A “ghost ship” drifting without a crew for more than a year washed ashore on Ireland’s south coast in high seas caused by Storm Dennis, the Republic’s coast guard said.
The abandoned 77-metre (250-feet) cargo ship MV Alta ran aground on rocks outside the village of Ballycotton near Cork, Ireland’s second city, bringing an end to her months-long voyage.
The Alta’s odyssey began in September 2018 when she became disabled in the mid-Atlantic en route from Greece to Haiti.
Her 10 crew members spent 20 days on board the listless ship as it floated 1,380 miles (2,220 kilometres) southeast of Bermuda, before they were taken off by the crew of a US Coast Guard cutter.

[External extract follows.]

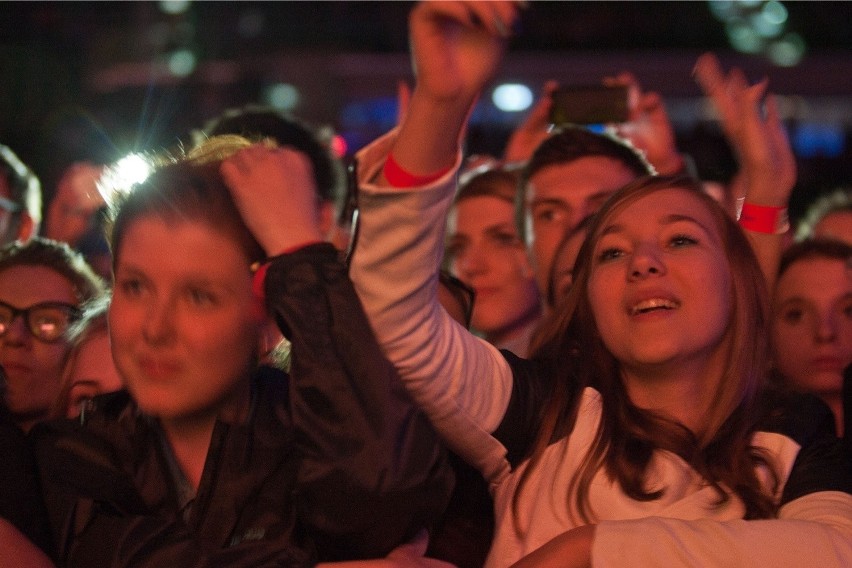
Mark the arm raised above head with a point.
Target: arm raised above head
(456, 47)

At the time the US Coast Guard said it was working with the then Tanzanian-flagged ship’s owner to arrange a tug back to shore.
But the question of her subsequent movements then become clouded.

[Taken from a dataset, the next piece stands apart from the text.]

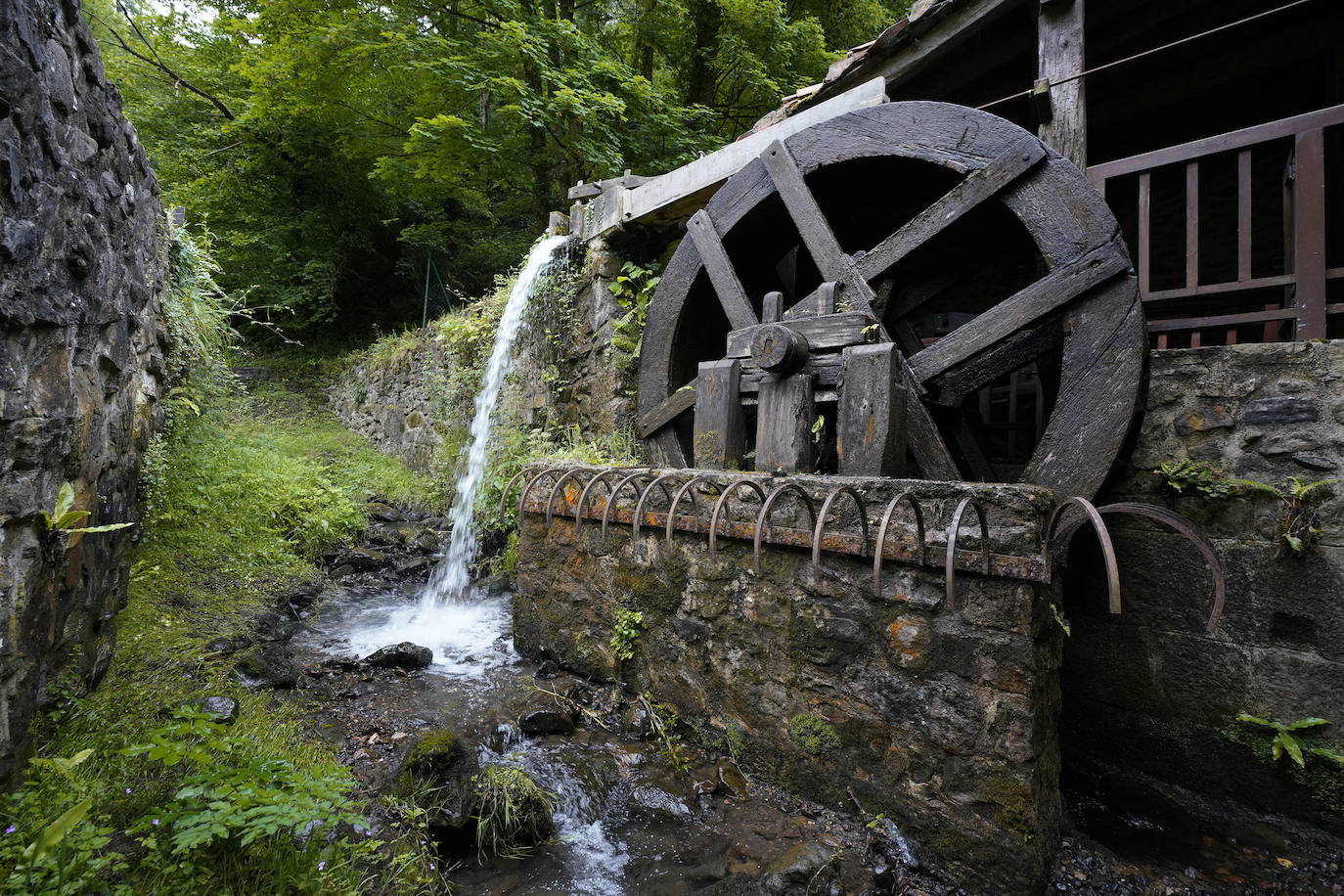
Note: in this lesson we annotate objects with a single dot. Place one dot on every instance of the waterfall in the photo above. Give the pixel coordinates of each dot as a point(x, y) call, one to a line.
point(452, 576)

Maritime news site Fleetmon reported receiving correspondence from the alleged owner, saying the ship had been twice hijacked from Guyana in the process of being salvaged.
The next official sighting of the 44-year-old vessel came in August 2019 when British Royal Navy ice patrol ship the HMS Protector found the Alta floating crewless in the mid-Atlantic.
“We closed the vessel to make contact and offer our assistance, but no one replied,” according to the ship’s Twitter feed.
The Alta’s journey ended on the rocks over the weekend as Storm Dennis raged, lashing Ireland with heavy rain and winds up to 110 kilometres (70 miles) per hour.
The Irish Coast Guard said a rescue helicopter was sent to the scene on Sunday but no crew was found.
Cork County Council said Monday there was no sign of pollution spills in the area around the ship and that a contractor would board the vessel at low tide on Tuesday for a further assessment.
“Consultations are continuing between the Irish Coastguard, Cork County Council, the Receiver of Wrecks and other relevant bodies in relation to the future of the wreck,” it said in a statement.